More info on clipping and reducing bulk in your seams can be found in this post by The Cutting Class.

Saturday, December 28, 2013

Level Up Your Doll Sewing - Attaching Hoods

Yes, it has been forever, I know! I've pretty much decided to keep this blog as an archive for my sewing tutorials. If you want to see me post more often, you can find me on tumblr, deviantart or instagram.

But now on to today's tutorial! I realised that I had another tutorial photographed from last year that I never posted up, so I'll do that one in the next couple of days too.

I know I've had requests for patternmaking, but I'm just not quite sure how to present it in a way that will be accessible for as many people as possible. So while I'm working that out, I'm going to stick with sewing techniques to help improve your already existing sewing skills. Today I'm going to show how I sew my hoods and attach them to my hoodies. I will do other collar posts in time, I'd like to show how I finish a number of different necklines.

So first up, sew your hood.
Clip the curves of the hood. You do this by snipping the seam allowance with scissors, stopping a few mm short of the stitching. (the other tutorial I mentioned is actually about clipping curves, so I'll get on that asap for you!)


The clipping allows the fabric to move about better, as seen above. It helps give a smoother curve when you turn the fabric right side out.

Lay the hoodie flat, right side face down on the machine. Flatten out your seams and stitch down.
Trim the excess seam.
The outside should look something like this:
Fold and pin the front of the hood and sew in place:
The hood is now ready to sew on to the neck and should look something like this!

Attaching the hood:
Sew both shoulder seams of your top. Turn right side out. Take your hoodie and line one side of the opening up with the centre front, right sides of the fabric together. (I do this by eye, but you can mark the centre front with chalk beforehand)
Pin it in place just at this point.
Now here comes the tricky part, and I wish my photos explained it better. Slowly sew the hoodie to the neckline, using just your hands to turn and position it along the neckline as you go. You may need to stretch it to get it into place. The main things you need to remember is that you want your opening at the centre front, and the centre back seam of your hood at the centre back of the top. (I'm only using one hand in the photo as I'm using the other to take photos of course, but normally I would be using my other hand to make sure the rest of the top is clear from the sewing needle, so that it doesn't get caught).
As you get to the end, line up the other opening of your hoodie and pin it next to the one you've already sewn in place, and finish sewing.

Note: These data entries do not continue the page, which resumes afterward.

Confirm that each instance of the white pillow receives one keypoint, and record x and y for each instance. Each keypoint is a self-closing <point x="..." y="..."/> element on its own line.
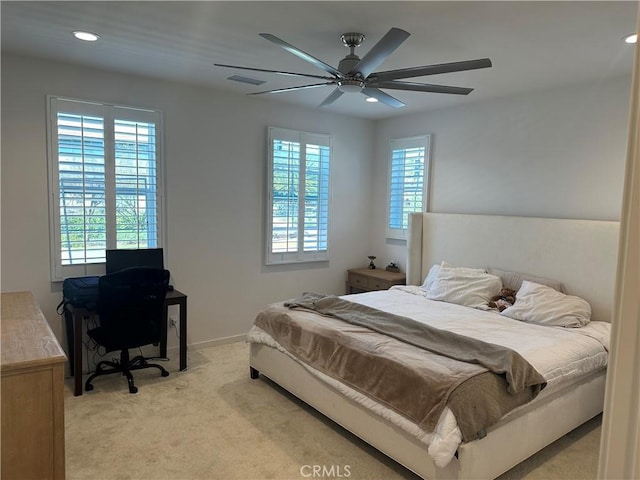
<point x="433" y="273"/>
<point x="471" y="287"/>
<point x="541" y="304"/>
<point x="431" y="276"/>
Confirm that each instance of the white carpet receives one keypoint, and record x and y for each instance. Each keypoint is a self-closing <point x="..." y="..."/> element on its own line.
<point x="213" y="422"/>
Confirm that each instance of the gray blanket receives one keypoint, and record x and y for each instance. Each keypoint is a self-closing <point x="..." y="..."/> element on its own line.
<point x="457" y="370"/>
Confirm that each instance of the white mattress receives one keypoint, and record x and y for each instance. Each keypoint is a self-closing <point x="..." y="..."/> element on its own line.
<point x="561" y="355"/>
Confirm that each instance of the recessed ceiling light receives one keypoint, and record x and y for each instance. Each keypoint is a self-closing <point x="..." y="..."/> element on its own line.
<point x="86" y="36"/>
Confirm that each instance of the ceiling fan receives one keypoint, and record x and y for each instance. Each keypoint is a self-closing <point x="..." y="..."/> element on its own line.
<point x="356" y="75"/>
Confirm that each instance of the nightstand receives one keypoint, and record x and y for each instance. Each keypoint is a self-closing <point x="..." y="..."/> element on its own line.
<point x="367" y="280"/>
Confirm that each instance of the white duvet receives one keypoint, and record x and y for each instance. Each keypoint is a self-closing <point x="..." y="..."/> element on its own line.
<point x="559" y="354"/>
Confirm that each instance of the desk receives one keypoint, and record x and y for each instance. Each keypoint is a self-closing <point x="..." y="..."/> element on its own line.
<point x="174" y="297"/>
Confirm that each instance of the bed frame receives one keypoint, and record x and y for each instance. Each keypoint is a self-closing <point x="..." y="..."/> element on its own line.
<point x="580" y="253"/>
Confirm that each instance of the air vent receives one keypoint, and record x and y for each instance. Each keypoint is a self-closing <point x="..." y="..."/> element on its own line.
<point x="241" y="79"/>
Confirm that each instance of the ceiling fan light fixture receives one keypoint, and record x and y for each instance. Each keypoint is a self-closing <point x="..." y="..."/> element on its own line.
<point x="86" y="36"/>
<point x="350" y="86"/>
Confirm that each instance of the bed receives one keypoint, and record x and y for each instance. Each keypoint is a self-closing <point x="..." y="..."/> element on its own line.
<point x="581" y="254"/>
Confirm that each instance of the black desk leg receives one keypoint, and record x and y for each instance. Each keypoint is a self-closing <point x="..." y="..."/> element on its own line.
<point x="77" y="353"/>
<point x="183" y="334"/>
<point x="163" y="331"/>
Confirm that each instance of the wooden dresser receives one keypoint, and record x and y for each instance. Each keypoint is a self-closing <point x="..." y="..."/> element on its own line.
<point x="32" y="395"/>
<point x="366" y="280"/>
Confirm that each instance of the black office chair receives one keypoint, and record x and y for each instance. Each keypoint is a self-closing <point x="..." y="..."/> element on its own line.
<point x="131" y="309"/>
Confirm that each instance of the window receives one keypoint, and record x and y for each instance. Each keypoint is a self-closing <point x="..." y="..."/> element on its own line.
<point x="104" y="180"/>
<point x="408" y="182"/>
<point x="298" y="197"/>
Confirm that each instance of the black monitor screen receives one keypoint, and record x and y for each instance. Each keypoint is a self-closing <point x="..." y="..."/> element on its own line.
<point x="125" y="258"/>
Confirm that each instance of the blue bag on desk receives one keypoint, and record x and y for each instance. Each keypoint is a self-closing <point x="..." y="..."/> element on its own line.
<point x="81" y="292"/>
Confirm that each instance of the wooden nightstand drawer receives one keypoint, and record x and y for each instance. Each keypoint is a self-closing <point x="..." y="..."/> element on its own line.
<point x="359" y="281"/>
<point x="366" y="280"/>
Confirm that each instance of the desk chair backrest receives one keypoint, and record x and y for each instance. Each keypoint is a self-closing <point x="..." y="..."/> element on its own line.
<point x="131" y="306"/>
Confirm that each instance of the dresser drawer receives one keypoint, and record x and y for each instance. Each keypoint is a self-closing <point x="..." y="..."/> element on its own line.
<point x="359" y="281"/>
<point x="378" y="284"/>
<point x="363" y="279"/>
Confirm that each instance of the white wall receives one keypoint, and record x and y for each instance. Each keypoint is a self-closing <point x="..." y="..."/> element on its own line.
<point x="215" y="148"/>
<point x="554" y="153"/>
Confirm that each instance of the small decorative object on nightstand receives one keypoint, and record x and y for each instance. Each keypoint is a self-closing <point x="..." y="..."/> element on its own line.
<point x="367" y="280"/>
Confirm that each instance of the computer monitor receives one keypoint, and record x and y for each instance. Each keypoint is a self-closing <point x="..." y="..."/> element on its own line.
<point x="141" y="257"/>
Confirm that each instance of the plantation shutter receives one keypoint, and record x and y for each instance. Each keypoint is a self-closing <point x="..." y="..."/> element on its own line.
<point x="105" y="183"/>
<point x="298" y="196"/>
<point x="408" y="175"/>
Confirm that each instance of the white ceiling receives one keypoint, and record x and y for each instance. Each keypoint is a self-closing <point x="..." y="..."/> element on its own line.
<point x="533" y="45"/>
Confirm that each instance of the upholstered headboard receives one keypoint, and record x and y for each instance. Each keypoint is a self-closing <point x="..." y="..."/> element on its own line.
<point x="582" y="254"/>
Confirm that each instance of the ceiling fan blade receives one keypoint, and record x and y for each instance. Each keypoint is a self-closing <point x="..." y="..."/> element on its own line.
<point x="431" y="70"/>
<point x="333" y="96"/>
<point x="292" y="74"/>
<point x="303" y="55"/>
<point x="424" y="87"/>
<point x="382" y="97"/>
<point x="291" y="89"/>
<point x="381" y="50"/>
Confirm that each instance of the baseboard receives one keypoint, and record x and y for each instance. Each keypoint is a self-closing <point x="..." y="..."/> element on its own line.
<point x="215" y="342"/>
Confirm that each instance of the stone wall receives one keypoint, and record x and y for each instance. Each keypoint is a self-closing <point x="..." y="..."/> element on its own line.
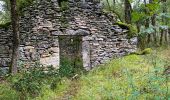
<point x="44" y="21"/>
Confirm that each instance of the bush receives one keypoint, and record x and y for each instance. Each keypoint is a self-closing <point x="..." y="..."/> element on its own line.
<point x="30" y="82"/>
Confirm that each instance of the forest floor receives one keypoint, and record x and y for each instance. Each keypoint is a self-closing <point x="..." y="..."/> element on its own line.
<point x="133" y="77"/>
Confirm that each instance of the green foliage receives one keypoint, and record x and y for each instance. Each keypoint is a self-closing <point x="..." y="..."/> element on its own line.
<point x="132" y="77"/>
<point x="30" y="82"/>
<point x="146" y="51"/>
<point x="7" y="93"/>
<point x="132" y="29"/>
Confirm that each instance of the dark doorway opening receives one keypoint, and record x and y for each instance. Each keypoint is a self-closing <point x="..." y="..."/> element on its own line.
<point x="71" y="61"/>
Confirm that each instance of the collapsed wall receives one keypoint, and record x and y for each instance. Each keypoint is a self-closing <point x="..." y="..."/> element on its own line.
<point x="44" y="21"/>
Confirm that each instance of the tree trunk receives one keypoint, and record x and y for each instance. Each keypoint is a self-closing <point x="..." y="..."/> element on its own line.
<point x="15" y="28"/>
<point x="153" y="19"/>
<point x="127" y="10"/>
<point x="163" y="21"/>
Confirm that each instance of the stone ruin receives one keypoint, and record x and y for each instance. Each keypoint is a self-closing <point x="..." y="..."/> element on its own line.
<point x="48" y="32"/>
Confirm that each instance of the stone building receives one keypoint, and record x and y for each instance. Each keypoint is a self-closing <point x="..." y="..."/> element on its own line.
<point x="49" y="32"/>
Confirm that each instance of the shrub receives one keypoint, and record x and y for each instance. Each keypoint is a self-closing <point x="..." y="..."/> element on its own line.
<point x="30" y="82"/>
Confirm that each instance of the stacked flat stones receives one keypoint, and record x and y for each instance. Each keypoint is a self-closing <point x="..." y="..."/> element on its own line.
<point x="42" y="23"/>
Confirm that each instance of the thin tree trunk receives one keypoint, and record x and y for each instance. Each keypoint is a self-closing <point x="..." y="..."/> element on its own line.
<point x="163" y="21"/>
<point x="153" y="19"/>
<point x="15" y="28"/>
<point x="128" y="11"/>
<point x="147" y="25"/>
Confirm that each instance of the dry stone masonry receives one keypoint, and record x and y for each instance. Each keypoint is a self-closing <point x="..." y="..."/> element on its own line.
<point x="44" y="22"/>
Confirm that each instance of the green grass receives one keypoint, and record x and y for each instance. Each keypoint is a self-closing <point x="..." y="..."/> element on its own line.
<point x="133" y="77"/>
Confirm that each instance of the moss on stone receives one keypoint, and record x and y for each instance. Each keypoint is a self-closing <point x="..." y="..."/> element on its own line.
<point x="143" y="52"/>
<point x="64" y="6"/>
<point x="132" y="29"/>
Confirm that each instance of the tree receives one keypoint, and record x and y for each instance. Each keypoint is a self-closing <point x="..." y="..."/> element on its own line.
<point x="128" y="11"/>
<point x="16" y="41"/>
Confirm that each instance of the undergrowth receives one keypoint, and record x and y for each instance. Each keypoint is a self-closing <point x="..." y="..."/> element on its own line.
<point x="133" y="77"/>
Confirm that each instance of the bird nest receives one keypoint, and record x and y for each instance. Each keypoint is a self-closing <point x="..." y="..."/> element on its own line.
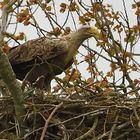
<point x="74" y="118"/>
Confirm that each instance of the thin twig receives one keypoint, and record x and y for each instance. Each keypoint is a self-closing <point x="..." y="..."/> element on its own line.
<point x="48" y="120"/>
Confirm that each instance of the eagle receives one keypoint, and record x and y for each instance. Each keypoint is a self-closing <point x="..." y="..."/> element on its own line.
<point x="39" y="60"/>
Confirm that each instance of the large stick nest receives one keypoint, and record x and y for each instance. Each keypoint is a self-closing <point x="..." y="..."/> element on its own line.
<point x="83" y="118"/>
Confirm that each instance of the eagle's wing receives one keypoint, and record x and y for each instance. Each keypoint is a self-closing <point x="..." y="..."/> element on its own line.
<point x="45" y="48"/>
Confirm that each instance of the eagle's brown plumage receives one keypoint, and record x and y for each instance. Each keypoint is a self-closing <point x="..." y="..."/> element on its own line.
<point x="47" y="57"/>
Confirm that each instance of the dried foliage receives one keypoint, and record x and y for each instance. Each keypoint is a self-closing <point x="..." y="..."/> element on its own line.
<point x="79" y="117"/>
<point x="105" y="104"/>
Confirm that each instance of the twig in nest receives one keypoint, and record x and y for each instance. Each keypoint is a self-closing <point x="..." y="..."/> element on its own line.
<point x="48" y="120"/>
<point x="90" y="132"/>
<point x="113" y="128"/>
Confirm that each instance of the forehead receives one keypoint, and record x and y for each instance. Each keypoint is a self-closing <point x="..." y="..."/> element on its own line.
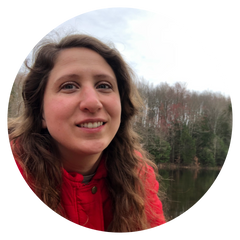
<point x="79" y="61"/>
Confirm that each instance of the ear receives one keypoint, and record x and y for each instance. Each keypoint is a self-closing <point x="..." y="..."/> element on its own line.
<point x="44" y="124"/>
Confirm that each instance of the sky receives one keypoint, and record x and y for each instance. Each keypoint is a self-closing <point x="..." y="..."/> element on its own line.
<point x="158" y="47"/>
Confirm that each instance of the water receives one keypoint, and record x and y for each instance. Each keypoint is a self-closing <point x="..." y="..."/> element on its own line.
<point x="187" y="189"/>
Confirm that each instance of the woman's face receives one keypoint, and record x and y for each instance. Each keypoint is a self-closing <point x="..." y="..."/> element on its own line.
<point x="81" y="90"/>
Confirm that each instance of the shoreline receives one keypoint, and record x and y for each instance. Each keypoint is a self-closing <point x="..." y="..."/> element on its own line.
<point x="173" y="166"/>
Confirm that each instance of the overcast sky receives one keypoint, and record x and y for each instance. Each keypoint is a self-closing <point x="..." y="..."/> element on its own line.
<point x="158" y="47"/>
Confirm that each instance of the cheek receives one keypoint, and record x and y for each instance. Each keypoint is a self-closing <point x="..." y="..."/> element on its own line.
<point x="56" y="110"/>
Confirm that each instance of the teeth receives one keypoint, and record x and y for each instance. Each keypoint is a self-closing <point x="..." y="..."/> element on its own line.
<point x="92" y="125"/>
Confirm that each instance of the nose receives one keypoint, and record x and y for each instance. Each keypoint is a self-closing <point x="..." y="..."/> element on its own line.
<point x="89" y="100"/>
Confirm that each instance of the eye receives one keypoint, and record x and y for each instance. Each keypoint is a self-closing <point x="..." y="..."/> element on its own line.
<point x="104" y="86"/>
<point x="68" y="86"/>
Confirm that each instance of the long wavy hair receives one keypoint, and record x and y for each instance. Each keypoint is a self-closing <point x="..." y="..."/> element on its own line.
<point x="43" y="169"/>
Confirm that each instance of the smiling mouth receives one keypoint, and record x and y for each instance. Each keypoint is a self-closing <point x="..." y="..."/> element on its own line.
<point x="91" y="125"/>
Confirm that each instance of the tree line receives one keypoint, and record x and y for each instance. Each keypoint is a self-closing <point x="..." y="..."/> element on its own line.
<point x="176" y="125"/>
<point x="183" y="127"/>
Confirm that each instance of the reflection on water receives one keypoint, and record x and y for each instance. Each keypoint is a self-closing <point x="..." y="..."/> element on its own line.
<point x="187" y="189"/>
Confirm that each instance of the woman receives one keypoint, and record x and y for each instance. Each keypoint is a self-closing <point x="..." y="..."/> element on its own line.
<point x="73" y="145"/>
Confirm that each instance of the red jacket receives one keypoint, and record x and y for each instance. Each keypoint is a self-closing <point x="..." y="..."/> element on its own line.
<point x="88" y="206"/>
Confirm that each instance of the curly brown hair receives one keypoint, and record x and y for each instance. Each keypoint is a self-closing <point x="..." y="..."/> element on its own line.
<point x="124" y="184"/>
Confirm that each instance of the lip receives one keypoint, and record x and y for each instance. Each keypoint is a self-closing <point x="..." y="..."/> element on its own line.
<point x="91" y="130"/>
<point x="92" y="120"/>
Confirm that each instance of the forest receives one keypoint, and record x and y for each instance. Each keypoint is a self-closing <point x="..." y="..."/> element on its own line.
<point x="185" y="127"/>
<point x="176" y="125"/>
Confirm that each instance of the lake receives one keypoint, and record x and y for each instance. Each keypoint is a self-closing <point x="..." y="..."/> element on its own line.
<point x="187" y="189"/>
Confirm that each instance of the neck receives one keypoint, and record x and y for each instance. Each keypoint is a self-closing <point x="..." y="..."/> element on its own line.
<point x="85" y="165"/>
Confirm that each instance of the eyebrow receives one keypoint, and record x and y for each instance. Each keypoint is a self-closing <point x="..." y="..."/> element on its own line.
<point x="74" y="76"/>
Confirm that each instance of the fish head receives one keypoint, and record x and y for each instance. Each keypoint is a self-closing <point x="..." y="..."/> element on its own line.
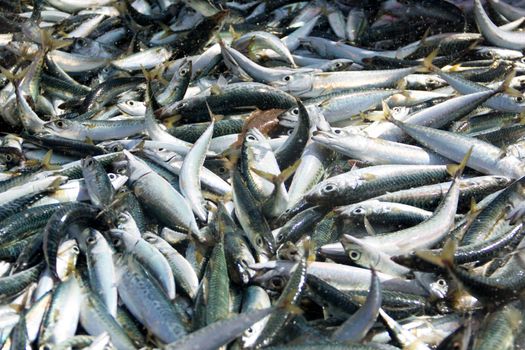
<point x="296" y="84"/>
<point x="325" y="192"/>
<point x="136" y="167"/>
<point x="63" y="128"/>
<point x="272" y="275"/>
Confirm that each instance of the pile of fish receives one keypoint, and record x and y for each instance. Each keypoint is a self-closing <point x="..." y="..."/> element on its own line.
<point x="194" y="174"/>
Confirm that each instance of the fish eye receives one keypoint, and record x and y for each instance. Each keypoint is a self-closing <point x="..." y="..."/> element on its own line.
<point x="259" y="241"/>
<point x="82" y="42"/>
<point x="277" y="282"/>
<point x="358" y="211"/>
<point x="354" y="255"/>
<point x="181" y="106"/>
<point x="329" y="188"/>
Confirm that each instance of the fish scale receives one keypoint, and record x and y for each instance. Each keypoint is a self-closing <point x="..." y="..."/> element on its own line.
<point x="261" y="174"/>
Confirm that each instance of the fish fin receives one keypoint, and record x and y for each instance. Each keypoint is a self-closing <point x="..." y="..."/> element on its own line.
<point x="387" y="112"/>
<point x="49" y="43"/>
<point x="456" y="170"/>
<point x="309" y="251"/>
<point x="427" y="61"/>
<point x="55" y="184"/>
<point x="368" y="227"/>
<point x="473" y="206"/>
<point x="215" y="90"/>
<point x="46" y="161"/>
<point x="171" y="121"/>
<point x="454" y="68"/>
<point x="445" y="259"/>
<point x="233" y="33"/>
<point x="139" y="146"/>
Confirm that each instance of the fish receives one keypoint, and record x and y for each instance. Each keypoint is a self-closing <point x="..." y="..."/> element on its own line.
<point x="262" y="174"/>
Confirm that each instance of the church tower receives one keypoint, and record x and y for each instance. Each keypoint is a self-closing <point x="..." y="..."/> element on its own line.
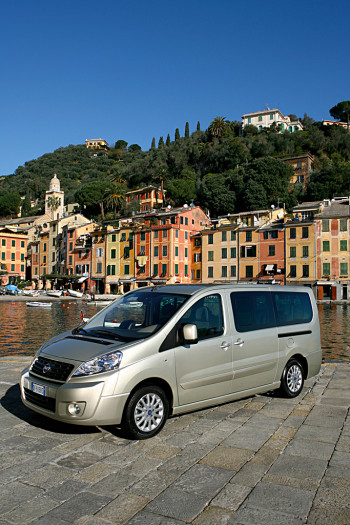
<point x="54" y="199"/>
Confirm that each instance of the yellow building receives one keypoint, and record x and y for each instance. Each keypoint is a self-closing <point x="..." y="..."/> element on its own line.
<point x="96" y="144"/>
<point x="113" y="259"/>
<point x="219" y="254"/>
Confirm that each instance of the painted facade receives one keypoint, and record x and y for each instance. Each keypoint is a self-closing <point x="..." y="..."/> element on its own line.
<point x="269" y="117"/>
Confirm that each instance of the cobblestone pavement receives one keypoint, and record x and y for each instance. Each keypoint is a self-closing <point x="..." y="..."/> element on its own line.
<point x="261" y="460"/>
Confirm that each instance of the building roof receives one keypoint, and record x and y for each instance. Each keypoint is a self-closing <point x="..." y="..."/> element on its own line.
<point x="336" y="209"/>
<point x="264" y="111"/>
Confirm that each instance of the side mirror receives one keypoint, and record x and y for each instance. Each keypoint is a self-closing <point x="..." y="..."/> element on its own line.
<point x="190" y="334"/>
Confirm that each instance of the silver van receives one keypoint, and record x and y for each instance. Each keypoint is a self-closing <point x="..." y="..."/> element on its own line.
<point x="165" y="350"/>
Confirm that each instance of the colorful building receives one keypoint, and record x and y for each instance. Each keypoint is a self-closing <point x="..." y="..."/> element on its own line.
<point x="333" y="261"/>
<point x="272" y="253"/>
<point x="300" y="242"/>
<point x="13" y="248"/>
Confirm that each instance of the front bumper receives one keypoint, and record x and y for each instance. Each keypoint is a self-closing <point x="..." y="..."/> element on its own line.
<point x="55" y="400"/>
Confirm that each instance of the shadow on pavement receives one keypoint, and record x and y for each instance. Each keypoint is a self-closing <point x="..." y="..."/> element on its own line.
<point x="12" y="402"/>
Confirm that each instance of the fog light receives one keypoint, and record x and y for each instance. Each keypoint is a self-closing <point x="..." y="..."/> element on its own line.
<point x="74" y="409"/>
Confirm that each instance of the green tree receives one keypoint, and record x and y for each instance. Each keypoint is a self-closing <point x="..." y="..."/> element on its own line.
<point x="91" y="196"/>
<point x="341" y="111"/>
<point x="115" y="196"/>
<point x="217" y="126"/>
<point x="134" y="148"/>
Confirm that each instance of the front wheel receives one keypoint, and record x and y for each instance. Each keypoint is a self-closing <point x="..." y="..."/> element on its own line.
<point x="146" y="413"/>
<point x="292" y="380"/>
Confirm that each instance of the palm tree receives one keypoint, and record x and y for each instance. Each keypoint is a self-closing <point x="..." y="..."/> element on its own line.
<point x="115" y="195"/>
<point x="217" y="126"/>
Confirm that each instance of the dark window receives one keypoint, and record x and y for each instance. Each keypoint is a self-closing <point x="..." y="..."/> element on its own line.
<point x="206" y="314"/>
<point x="305" y="270"/>
<point x="292" y="308"/>
<point x="249" y="271"/>
<point x="252" y="311"/>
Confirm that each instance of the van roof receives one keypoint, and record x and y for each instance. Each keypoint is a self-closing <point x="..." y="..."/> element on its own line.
<point x="192" y="289"/>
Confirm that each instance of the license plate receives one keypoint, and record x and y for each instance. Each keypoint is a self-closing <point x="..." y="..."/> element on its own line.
<point x="38" y="389"/>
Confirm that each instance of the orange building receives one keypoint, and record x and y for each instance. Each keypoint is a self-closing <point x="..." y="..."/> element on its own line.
<point x="146" y="198"/>
<point x="13" y="246"/>
<point x="272" y="257"/>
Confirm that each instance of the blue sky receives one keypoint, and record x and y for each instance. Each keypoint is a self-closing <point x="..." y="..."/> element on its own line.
<point x="135" y="70"/>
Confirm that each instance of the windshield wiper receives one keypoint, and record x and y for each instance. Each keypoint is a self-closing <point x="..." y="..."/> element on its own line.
<point x="79" y="330"/>
<point x="108" y="334"/>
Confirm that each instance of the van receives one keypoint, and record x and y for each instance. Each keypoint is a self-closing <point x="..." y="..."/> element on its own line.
<point x="165" y="350"/>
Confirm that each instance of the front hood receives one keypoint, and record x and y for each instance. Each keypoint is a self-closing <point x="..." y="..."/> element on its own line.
<point x="80" y="348"/>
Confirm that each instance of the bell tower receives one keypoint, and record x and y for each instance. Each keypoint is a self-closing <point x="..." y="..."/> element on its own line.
<point x="54" y="199"/>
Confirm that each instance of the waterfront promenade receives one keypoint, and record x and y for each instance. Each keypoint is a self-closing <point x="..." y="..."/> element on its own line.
<point x="262" y="460"/>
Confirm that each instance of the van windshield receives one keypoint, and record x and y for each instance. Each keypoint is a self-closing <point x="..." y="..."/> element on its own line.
<point x="134" y="316"/>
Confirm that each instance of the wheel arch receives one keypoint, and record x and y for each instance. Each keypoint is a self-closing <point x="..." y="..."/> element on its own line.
<point x="154" y="381"/>
<point x="303" y="362"/>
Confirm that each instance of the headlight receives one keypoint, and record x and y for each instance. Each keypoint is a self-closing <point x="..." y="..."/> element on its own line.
<point x="103" y="363"/>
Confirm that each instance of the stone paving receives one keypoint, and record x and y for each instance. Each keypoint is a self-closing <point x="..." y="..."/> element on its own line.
<point x="261" y="460"/>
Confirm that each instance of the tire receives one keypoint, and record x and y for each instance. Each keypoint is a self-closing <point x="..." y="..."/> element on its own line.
<point x="146" y="413"/>
<point x="292" y="380"/>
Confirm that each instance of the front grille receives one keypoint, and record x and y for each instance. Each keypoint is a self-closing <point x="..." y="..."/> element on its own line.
<point x="51" y="369"/>
<point x="48" y="403"/>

Flip the hoodie over and clip just once near each shoulder seam.

Flip it back over to the right side, and pin the seams to the top:
Double check you've caught the seams with your pins like so:

Lay the top flat on your machine and top stitch the seams to the top.
I usually line the seam line up with the gap in my machine foot, so that I have an even gap of a few millimetres between the seam and the top stitching line. Once again, go slow, and feel under the hoodie as you go making sure that the seams are laying flat and being caught by the stitching.

Once again, flip the top over to the wrong side and trim the seam allowance:

And there you go, your hood is attached!
As usual, let me know if something doesn't make sense, or if you need more pics to explain something better. And I'm always open to suggestions for tutorials!